Brensocatib

Chemical formula: C₂₃H₂₄N₄O₄  Molecular mass: 420.18 g/mol  PubChem compound: 118253852

Interactions

Brensocatib interacts in the following cases:

Live attenuated vaccines

The concomitant use of brensocatib and live attenuated vaccines has not been evaluated. The use of live attenuated vaccines should be avoided in patients receiving brensocatib.

Immunocompromised patients

The safety of brensocatib has not been established in immunocompromised patients. Caution is advised when using brensocatib in patients with moderate to severe neutropenia (absolute neutrophil count [ANC] <1,000/mm³).

CYP2B6 or CYP3A4 substrates

In vitro studies are inconclusive regarding the potential of brensocatib to induce CYP2B6 and CYP3A4. In vivo induction cannot be excluded. Co-administration with CYP3A4 substrates used in bronchiectasis (e.g. inhaled corticosteroids, macrolide antibiotics or inhaled bronchodilators such as salmeterol or vilanterol) may result in decreased plasma concentrations and reduced therapeutic effect. Adjustment of the concomitant treatment may be considered if efficacy is reduced.

Pregnancy

There are no data on the use of brensocatib in pregnant women. Animal studies have shown reproductive toxicity.

Brensocatib is not recommended during pregnancy and in women of childbearing potential not using contraception.

Nursing mothers

It is unknown whether brensocatib or its metabolites are excreted in human milk. Available data in animals have suggested excretion of brensocatib in milk.

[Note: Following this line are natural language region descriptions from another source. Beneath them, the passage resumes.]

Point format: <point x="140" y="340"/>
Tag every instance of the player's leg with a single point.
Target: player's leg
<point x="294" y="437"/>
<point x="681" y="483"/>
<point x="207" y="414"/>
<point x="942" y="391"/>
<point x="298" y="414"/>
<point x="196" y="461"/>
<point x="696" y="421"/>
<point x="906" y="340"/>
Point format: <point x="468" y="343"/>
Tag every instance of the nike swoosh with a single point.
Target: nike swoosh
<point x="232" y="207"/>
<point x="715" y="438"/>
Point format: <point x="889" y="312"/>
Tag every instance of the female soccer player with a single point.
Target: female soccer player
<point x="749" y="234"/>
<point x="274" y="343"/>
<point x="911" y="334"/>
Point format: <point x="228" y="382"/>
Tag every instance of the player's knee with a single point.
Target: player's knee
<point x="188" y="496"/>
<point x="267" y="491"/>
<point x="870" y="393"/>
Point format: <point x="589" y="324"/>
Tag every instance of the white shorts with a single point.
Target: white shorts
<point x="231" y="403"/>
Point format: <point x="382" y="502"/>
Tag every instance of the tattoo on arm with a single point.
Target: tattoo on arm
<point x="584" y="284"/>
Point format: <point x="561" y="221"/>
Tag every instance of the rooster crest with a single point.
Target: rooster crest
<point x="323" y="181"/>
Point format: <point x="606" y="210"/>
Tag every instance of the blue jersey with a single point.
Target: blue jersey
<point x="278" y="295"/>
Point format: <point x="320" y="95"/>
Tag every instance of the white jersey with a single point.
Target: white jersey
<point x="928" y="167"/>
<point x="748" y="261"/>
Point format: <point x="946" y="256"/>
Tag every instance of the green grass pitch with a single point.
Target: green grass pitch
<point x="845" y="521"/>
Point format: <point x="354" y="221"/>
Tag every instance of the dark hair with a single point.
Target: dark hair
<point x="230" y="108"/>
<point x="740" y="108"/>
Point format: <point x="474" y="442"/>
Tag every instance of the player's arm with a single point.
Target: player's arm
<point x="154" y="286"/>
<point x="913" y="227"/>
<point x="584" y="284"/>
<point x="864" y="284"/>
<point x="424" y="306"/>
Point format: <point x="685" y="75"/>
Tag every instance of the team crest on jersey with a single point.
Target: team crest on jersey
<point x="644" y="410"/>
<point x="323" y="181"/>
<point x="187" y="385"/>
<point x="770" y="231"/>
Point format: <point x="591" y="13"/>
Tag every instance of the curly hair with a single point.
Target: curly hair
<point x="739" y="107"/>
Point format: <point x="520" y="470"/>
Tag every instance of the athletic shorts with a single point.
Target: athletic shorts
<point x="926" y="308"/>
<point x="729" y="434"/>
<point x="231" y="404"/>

A risk to the newborns/infants cannot be excluded. A decision must be made whether to discontinue breast-feeding or to discontinue/abstain from brensocatib therapy, taking into account the benefit of breast-feeding for the child and the benefit of therapy for the woman.

Carcinogenesis, mutagenesis and fertility

Fertility

There are no fertility data in humans. Animal studies indicate no impact on male or female fertility.

Effects on ability to drive and use machines

Brensocatib has no or negligible influence on the ability to drive and use machines.

Adverse reactions


Summary of the safety profile

The most frequently reported adverse reactions are headache (9.2%), hyperkeratosis (5.9%), dermatitis (4.2%), rash (4.1%), upper respiratory tract infections (3.9%), and dry skin (3.0%).

Tabulated list of adverse reactions

The safety of brensocatib was evaluated on the pooled safety population from two placebo-controlled clinical trials, ASPEN and WILLOW, which consisted of 1 326 adult and 41 adolescent patients 12 years of age and older with NCFB who received at least one dose of brensocatib for up to 52 weeks.

The frequency of adverse reactions is defined using the following convention: very common (≥1/10), common (≥1/100 to <1/10), uncommon (≥1/1 000 to <1/100), rare (≥1/10 000 to <1/1 000), very rare (<1/10 000), not known (cannot be estimated from the available data). Within each frequency grouping, adverse reactions are presented in order of decreasing seriousness.

Adverse reactions:

System organ classFrequencyAdverse reaction
Infections and infestationsCommonUpper respiratory tract infection
Gastroenteritis
Nervous system disordersCommonHeadache
Gastrointestinal disordersCommonGingival disorder
Periodontal disease
Skin and subcutaneous tissue
disorders
CommonHyperkeratosis*
Rash
Dry skin
Dermatitis
Skin exfoliation
Alopecia

* See 'Description of selected adverse reactions' below.

Description of selected adverse reactions

Hyperkeratosis

In the pooled safety population, hyperkeratosis (including skin lesion, keratosis pilaris, exfoliative rash and seborrheic keratosis) was reported more frequently with brensocatib 25 mg than placebo (5.9% vs 3.1%). All events were of mild or moderate severity.

Paediatric population

The safety assessment in adolescents aged 12 to 17 with NCFB is based on 41 subjects exposed to brensocatib in the 52-week Phase 3 ASPEN trial. The safety profile in these adolescents was similar to that observed in adults.